Do you need the live feedback from an audience or is it enough for you to record in a studio?

As a musician, you need people to tell you, you need people to respond to what you’re doing and know that they like it, so I need an audience. So, Absolutely yes!

Have you been nervous about this North American tour? I understand it's the first time in almost two decades?

I think I’ve probably needed to perform a lot more than I’ve wanted to admit. I haven’t performed for many, many years and I think it’s something I’ve not done through fear and it’s a shame because all fear does is waste time. I’m delighted I’ve decided to do it again because it’s gone so well and makes me realize I should’ve done it a long time ago, but you can only do what you’re capable of at the time. I mean, I think it’s a way better show than I’ve ever performed before.

Are there any songs you’ve officially retired?

Not really, but there are only a couple of Wham! songs I can still get away with—“Everything She Wants” and “I’m Your Man.” Other than that, there’s nothing that I have a real objection to.

Did you feel a special connection with gay fans even before you came out in 1998? Surely you must’ve known it wasn’t just girls eyeing your ass in the Faith days.

Oh God, yeah, I knew that. With all those number one club records and stuff, I really have had a great amount of support from the gay community in America in the last 15 years, so absolutely that’s special. I actually write about my real experience now, and I think that’s one of the things that makes it easier for gay people to listen to.

Did you get any positive feedback from gay fans that made coming out professionally worth the drama?

Quite a few people have written to me over the years on that basis. From the moment I outed myself, when I wrote “Outside,” immediately I thought, ‘Wouldn’t it be great to make a video for all those kids that are now where you were 25 years ago, with your only experience being cruising—and feeling terrible about it because you’re 16 or whatever?’ If someone had made a video like that for my entertainment when I was a young guy, I would’ve loved it.

Can a gay artist succeed if he’s out from the beginning?

It’s happening in Europe—Will Young was out from day one and it didn’t hurt him at all—but it’s still very tricky in America, where you’re so categorized as soon as people realize you’re gay.

Would you advise a closeted performer in America to stay in the closet?

Absolutely not. There is no career that’s worth that. I’d just say, “Come out and accept that you’ll lose some of your audience.”

How did you feel about Carrie Underwood’s cover of “Praying For Time” on American Idol’s Idol Gives Back?

I thought it was very flattering. She really sung her heart out, didn’t she? I’m going to find some opportunity to thank her. That’s probably why they invited me on to the American Idol finale last season.

Do you wish more Idol contestants sung George Michael songs?

Well, normally Simon Cowell tells them, “You just don’t touch a George Michael song,” which I thought was quite complimentary.

Last year you made your American acting debut on the ABC series Eli Stone. How did that come about?

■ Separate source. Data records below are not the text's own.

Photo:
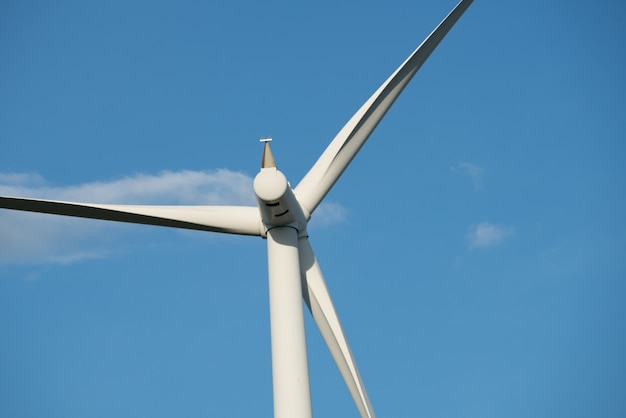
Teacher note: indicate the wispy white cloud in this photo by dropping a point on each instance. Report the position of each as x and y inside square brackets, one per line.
[473, 171]
[27, 237]
[486, 234]
[39, 238]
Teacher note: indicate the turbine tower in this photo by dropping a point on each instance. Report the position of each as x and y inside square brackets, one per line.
[281, 217]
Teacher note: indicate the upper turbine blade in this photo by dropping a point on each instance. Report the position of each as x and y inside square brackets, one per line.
[242, 220]
[332, 163]
[320, 304]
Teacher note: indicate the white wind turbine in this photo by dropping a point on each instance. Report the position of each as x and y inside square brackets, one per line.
[281, 217]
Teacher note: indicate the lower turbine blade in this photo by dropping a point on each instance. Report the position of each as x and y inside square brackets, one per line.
[323, 311]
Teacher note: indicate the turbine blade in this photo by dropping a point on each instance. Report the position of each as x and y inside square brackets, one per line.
[336, 158]
[320, 304]
[242, 220]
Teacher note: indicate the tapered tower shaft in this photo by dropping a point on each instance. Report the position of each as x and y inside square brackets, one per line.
[290, 370]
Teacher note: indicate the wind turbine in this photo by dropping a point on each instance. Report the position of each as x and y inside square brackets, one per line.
[281, 217]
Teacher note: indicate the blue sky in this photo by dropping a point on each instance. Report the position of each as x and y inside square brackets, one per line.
[474, 248]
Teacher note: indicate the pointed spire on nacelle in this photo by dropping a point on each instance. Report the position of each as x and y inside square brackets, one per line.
[267, 161]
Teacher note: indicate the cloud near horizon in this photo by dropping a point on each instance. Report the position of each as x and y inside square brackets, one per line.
[40, 238]
[486, 234]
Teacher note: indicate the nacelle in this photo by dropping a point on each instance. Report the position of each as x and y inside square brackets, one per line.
[277, 203]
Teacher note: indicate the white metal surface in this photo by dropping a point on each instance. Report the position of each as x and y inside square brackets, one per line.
[282, 215]
[336, 158]
[290, 372]
[320, 304]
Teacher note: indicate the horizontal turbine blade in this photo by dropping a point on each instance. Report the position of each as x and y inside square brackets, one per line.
[242, 220]
[335, 159]
[317, 298]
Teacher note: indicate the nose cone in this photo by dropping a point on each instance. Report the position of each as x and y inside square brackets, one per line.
[270, 185]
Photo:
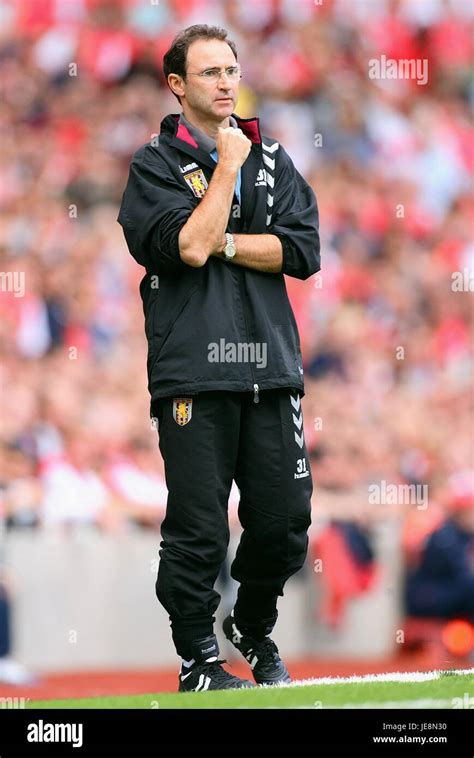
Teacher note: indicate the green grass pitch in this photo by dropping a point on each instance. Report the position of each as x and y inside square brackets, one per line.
[438, 689]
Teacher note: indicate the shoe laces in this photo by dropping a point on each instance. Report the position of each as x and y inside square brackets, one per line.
[215, 670]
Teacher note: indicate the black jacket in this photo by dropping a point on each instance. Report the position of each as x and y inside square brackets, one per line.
[188, 309]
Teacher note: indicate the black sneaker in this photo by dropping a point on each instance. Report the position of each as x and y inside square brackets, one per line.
[208, 674]
[266, 664]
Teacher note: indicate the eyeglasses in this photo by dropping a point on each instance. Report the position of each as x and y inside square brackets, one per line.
[214, 74]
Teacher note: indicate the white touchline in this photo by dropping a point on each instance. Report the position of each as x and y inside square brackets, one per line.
[396, 676]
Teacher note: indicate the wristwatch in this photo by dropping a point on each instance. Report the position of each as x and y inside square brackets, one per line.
[229, 250]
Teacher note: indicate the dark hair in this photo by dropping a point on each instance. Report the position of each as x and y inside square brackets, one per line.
[174, 60]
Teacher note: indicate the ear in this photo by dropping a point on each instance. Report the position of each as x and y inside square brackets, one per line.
[175, 83]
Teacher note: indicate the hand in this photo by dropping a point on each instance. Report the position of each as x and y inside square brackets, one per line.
[232, 147]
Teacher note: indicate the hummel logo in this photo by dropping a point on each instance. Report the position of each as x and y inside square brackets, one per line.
[261, 178]
[183, 169]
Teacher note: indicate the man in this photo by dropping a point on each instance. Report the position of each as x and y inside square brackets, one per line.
[217, 214]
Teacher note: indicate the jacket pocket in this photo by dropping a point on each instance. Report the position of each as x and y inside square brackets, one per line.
[159, 339]
[288, 348]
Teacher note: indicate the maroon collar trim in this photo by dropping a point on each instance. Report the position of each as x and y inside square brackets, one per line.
[249, 126]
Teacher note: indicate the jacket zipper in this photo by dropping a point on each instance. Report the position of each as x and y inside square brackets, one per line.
[255, 385]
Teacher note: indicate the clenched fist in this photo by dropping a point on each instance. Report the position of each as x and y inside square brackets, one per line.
[232, 147]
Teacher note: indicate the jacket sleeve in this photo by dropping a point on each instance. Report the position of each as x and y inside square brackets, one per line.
[295, 220]
[155, 205]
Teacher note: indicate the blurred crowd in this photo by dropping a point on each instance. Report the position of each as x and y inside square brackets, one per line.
[386, 333]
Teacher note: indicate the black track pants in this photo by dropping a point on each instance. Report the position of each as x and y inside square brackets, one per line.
[261, 446]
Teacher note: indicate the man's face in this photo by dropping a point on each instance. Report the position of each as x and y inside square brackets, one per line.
[211, 99]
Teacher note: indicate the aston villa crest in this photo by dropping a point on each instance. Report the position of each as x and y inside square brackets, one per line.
[197, 181]
[182, 410]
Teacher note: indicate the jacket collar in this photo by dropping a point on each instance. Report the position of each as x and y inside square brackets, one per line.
[182, 138]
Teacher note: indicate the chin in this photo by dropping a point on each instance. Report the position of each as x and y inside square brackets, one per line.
[224, 108]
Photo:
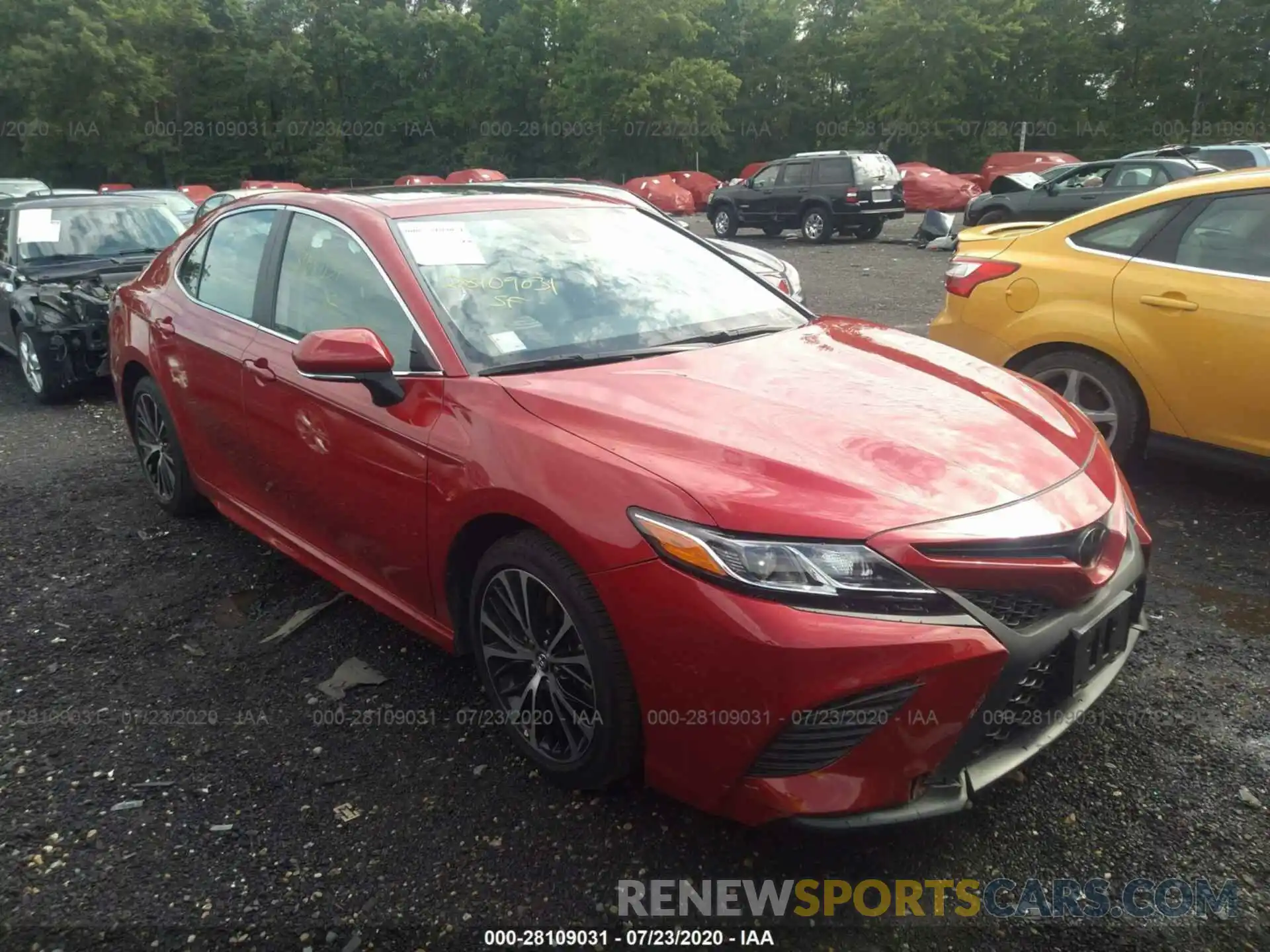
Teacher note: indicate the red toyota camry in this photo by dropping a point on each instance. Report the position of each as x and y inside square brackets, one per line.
[785, 567]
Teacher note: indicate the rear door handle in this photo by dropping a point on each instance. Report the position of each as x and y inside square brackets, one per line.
[259, 367]
[1169, 303]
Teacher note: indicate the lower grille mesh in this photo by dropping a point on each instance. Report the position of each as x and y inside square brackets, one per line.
[1035, 694]
[814, 739]
[1014, 608]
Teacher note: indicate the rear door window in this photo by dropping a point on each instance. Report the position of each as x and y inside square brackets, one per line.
[1228, 158]
[1128, 233]
[796, 175]
[767, 177]
[1231, 235]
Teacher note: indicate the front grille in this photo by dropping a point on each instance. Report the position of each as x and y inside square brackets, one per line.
[817, 738]
[1035, 694]
[1016, 610]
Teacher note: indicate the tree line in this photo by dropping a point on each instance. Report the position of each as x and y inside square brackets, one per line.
[338, 92]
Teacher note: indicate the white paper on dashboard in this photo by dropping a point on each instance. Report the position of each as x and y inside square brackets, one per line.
[441, 243]
[507, 342]
[37, 226]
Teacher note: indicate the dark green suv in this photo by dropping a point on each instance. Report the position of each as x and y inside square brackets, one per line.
[842, 192]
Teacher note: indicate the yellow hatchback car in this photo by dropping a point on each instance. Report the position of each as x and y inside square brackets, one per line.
[1152, 314]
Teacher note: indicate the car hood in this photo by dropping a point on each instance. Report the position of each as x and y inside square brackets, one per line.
[839, 429]
[755, 257]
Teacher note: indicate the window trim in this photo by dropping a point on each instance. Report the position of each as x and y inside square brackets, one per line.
[276, 274]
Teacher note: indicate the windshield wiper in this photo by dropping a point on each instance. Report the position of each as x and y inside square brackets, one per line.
[723, 337]
[128, 253]
[560, 362]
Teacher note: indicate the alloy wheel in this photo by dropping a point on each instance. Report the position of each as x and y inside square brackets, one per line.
[539, 666]
[1089, 395]
[151, 434]
[31, 368]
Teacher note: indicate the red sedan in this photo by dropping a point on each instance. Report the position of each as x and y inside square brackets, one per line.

The story apparently goes is that that Greg [Berlanti] wrote the initial draft, the idea for the series and I was included in that original draft. Apparently, the studio didn’t think that I would say yes, so they wrote it again and I think they went for Phil Collins or somebody else but they didn’t realize I’m a telly addict so I love American TV drama, so I said yes the minute I heard and I wanted to know what the concept was. Of course, when they told me they wanted to name every episode after a song of mine it was very flattering to the ego. I prefer watching TV. I don’t think I’d like a career in it. It was just a remarkable thing because they wanted to name all of the episodes after my songs and write me into the actual storyline, but the music was the main reason I did it. People think because I did Extras and Eli Stone that maybe I’m trying to make a foray into acting, but I’m not.

How do you maintain such a good sense of humor about your mishaps?

Well, with the stuff that I get up to, if I didn’t have a sense of humor I’d really be up shit creek, as they say. I can always see the funny side, especially if it’s about sex.